While the Patriot lacks the low- range facility of perhaps more serious Jeeps, its Freedom Drive set-up is designed to deploy torque to the wheels best able to use it, which prevents power-wasting wheelspin in slippery conditions and can even direct maximum urge to a single wheel.
The Jeep's sensors require about a full turn of the slipping wheel or wheels before sensors dictate the apportioning of drive, so drivers will sense the system working beneath them. This is a little disconcerting at times, especially when used to the Honda CR-V's system which now requires less than a quarter turn before things start to happen.
However, in harder going and conditions into which you might think twice about venturing, especially in something without a Jeep badge on it, the ability to lock the drive system centrally into a 50:50 front:rear torque split can make a real difference.
If regular off-roading is part of your expected brief for the Patriot, it would be best to opt for the VW- supplied turbodiesel option. With 310Nm on tap, it really shows the petrol car up in the dirt and there were occasions during my off-roading assessment of the manual petrol car when I'd have given my eye-teeth for a lower first gear, or the torque of the diesel to help out a little.
With variable valve timing and a well-chosen set of five ratios, the manual 2.4-litre Patriot is flexible enough on road and in light fire-trail type meanderings off it, but the level of refinement offered by the CVT is worthy of consideration.
In fact, the base Sport version of the car something of a bargain, at $34,990 only offers CVT and if you like that kind of transmission (I do), it will do perfectly in most situations. It even compensates for lack of torque when the going gets rough, and most who tried it preferred the petrol CVT off road than manual.
The diesel unit will not be matched with an automatic for some time, but its torque delivery and six-speed manual transmission make it a choreless drive as it is, with obvious saving in terms of fuel consumption. Jeep quotes the petrol cars at 8.9 litres every 100km and the diesels at 6.7 litres every 100km, with CO2 ratings of 206g/km and 180g/km respectively.

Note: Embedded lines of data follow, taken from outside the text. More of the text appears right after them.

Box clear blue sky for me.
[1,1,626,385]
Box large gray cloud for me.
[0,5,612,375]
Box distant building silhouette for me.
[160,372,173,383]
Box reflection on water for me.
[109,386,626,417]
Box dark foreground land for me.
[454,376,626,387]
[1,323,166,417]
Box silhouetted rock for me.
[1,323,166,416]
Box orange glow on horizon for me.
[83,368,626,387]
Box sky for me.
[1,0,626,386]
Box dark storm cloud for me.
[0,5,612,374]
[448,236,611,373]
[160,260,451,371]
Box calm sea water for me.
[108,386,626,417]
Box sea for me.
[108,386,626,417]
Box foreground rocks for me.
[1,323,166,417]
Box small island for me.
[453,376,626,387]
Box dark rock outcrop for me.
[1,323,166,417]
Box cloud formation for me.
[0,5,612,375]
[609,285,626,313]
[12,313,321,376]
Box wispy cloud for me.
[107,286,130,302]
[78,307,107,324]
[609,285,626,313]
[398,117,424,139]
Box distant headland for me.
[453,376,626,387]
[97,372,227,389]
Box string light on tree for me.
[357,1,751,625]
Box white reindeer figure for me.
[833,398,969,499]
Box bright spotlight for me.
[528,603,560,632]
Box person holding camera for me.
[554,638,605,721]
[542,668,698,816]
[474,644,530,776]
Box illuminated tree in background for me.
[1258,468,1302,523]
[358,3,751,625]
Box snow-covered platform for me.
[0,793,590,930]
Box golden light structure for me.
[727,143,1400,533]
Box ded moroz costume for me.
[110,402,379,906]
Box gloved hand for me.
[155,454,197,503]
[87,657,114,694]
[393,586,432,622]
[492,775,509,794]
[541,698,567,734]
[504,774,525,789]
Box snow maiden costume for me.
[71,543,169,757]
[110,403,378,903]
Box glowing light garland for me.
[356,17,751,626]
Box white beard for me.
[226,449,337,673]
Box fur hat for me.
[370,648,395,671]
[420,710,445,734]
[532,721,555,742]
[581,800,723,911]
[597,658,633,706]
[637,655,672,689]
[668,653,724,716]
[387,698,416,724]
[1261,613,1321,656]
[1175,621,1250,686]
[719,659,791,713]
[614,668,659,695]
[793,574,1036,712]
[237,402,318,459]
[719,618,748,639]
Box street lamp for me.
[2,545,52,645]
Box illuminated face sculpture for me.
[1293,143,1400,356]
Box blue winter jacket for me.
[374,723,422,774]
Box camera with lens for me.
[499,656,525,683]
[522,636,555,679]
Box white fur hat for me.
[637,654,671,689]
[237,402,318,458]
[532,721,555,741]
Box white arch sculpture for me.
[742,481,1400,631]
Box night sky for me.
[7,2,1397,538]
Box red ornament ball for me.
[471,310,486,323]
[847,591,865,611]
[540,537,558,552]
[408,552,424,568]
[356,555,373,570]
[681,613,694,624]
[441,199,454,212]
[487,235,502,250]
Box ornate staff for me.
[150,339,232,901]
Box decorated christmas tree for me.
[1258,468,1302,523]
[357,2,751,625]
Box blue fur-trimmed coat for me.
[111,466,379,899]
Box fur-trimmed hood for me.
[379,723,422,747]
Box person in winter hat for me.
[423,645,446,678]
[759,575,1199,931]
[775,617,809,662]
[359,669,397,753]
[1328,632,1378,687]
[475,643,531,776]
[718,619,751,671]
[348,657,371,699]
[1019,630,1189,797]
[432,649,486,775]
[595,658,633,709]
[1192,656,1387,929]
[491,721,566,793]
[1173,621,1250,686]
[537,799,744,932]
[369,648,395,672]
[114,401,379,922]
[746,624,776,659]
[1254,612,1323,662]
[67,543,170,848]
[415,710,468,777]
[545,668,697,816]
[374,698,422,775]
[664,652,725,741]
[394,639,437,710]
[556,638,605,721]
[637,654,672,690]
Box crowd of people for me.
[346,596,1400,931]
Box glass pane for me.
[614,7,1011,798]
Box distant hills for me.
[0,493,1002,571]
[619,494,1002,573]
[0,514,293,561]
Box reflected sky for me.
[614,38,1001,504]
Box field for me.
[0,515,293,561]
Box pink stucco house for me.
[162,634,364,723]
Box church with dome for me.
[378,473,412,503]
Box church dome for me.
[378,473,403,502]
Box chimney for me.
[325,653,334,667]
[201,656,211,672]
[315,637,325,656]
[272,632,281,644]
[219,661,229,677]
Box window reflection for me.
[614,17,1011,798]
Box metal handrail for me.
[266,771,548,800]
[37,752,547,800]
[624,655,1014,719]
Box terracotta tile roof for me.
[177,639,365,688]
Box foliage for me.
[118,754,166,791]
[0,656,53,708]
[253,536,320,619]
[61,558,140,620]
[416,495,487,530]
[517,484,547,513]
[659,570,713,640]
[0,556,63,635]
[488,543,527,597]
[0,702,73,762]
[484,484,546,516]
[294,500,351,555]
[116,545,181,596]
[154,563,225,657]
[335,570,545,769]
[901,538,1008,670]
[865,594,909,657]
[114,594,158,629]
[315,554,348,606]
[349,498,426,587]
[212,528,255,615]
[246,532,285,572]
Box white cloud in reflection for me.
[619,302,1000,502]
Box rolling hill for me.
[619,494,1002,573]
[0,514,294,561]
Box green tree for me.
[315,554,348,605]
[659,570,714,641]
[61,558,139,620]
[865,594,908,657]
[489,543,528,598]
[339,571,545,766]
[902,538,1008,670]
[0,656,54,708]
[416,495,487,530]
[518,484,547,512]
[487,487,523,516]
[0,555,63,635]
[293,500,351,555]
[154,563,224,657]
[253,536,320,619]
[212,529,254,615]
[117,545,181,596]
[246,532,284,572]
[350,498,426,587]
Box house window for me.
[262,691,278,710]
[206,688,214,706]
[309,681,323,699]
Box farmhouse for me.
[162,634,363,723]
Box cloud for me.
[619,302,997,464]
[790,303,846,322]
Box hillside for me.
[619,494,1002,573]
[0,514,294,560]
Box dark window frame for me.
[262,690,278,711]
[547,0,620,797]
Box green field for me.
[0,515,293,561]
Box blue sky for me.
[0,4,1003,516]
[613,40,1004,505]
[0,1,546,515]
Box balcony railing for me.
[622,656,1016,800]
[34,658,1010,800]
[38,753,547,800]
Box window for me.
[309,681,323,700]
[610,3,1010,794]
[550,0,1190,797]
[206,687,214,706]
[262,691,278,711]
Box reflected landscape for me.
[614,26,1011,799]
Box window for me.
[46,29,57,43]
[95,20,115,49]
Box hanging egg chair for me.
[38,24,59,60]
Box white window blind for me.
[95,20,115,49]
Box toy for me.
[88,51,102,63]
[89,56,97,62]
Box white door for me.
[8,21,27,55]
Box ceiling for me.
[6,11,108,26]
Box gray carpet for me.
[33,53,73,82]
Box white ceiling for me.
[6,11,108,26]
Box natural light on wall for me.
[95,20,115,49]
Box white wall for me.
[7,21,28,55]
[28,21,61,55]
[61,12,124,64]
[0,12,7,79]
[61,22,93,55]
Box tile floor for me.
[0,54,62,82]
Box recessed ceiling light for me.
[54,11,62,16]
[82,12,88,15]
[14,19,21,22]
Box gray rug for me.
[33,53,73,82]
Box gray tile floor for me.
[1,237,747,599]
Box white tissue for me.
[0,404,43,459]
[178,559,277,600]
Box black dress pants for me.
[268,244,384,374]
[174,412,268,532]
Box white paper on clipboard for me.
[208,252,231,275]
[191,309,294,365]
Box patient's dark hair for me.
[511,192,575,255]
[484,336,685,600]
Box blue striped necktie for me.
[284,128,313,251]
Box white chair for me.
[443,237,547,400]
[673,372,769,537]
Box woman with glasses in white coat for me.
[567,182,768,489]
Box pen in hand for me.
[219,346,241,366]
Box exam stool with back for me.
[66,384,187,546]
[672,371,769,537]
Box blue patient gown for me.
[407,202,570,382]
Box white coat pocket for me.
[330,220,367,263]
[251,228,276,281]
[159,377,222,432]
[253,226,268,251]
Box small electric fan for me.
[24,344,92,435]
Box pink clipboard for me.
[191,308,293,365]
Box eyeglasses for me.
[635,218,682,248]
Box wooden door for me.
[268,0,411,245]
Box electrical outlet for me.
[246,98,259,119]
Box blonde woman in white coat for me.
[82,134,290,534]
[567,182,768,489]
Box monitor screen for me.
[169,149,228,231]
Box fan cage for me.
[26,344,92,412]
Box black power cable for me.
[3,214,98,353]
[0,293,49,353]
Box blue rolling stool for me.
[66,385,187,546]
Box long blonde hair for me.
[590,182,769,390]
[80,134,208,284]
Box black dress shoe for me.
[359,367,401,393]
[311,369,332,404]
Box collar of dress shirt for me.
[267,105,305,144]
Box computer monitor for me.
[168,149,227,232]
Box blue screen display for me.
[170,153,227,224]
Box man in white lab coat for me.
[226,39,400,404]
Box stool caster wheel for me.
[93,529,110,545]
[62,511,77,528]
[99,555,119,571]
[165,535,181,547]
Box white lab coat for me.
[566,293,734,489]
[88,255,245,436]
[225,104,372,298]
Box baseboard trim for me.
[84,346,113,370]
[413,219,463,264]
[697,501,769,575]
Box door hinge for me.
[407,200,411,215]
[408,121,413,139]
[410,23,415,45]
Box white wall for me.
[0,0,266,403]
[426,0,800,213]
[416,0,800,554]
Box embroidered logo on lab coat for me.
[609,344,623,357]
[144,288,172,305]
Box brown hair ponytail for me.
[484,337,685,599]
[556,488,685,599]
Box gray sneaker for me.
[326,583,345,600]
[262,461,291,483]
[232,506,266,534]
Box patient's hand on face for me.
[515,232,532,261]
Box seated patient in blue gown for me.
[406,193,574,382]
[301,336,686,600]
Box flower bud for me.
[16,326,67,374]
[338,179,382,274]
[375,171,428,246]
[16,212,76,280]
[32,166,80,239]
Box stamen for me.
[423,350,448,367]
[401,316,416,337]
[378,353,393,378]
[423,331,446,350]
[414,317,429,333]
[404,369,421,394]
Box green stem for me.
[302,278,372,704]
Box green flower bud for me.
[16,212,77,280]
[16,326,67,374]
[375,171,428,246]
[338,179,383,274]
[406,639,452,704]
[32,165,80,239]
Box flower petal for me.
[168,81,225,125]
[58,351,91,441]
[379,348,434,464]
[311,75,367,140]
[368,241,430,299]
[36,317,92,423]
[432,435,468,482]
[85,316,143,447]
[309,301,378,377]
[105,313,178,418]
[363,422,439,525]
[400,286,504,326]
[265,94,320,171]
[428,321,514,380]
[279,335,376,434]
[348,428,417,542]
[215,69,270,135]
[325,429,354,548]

The single model Patriot Sport lineup features front and side-curtain airbags, as well as an electronic stability programme (ESP), with roll mitigation, brake assist, ABS and traction control. It also gets a four-speaker sound system and an engine immobiliser, alloy wheels, seats that can all be folded except the driver's for load carrying and what Chrysler calls "Yes essentials" cloth trim that offers the easy wiping-off of everything from mud to much stickier items.
The Limited model, which starts from $36,990, adds perforated leather trim, side airbags, body side mouldings, a six-CD player with MP3 capability and six speakers, and an optional articulating speaker system in the rear liftgate for beach and barbecue use. Add CVT to the Limited and it will cost you $38,990, while the manual-only diesel asks $40,990.
Chrysler has made an effort to reposition its products in terms of prices and as a result, the Patriot has ended up the cheapest SUV of its engine size on the market.
With only some hard, and sharp edged interior plastics to seriously complain about and the lack of a base manual transmission model, the Jeep Patriot answers most of the likely questions asked of it.
It drives well on and off road. It looks as seriously muscular as its larger siblings which can be a good or bad thing and it comes with a fair mountain of standard kit.
Don't expect it to set the world on fire off road, as you reasonably might expect the bigger Cherokee to do, and the Patriot will not disappoint. In fact, an active young family might well find that the new Jeep's pricing places a useful and friendly SUV suddenly right into their budget.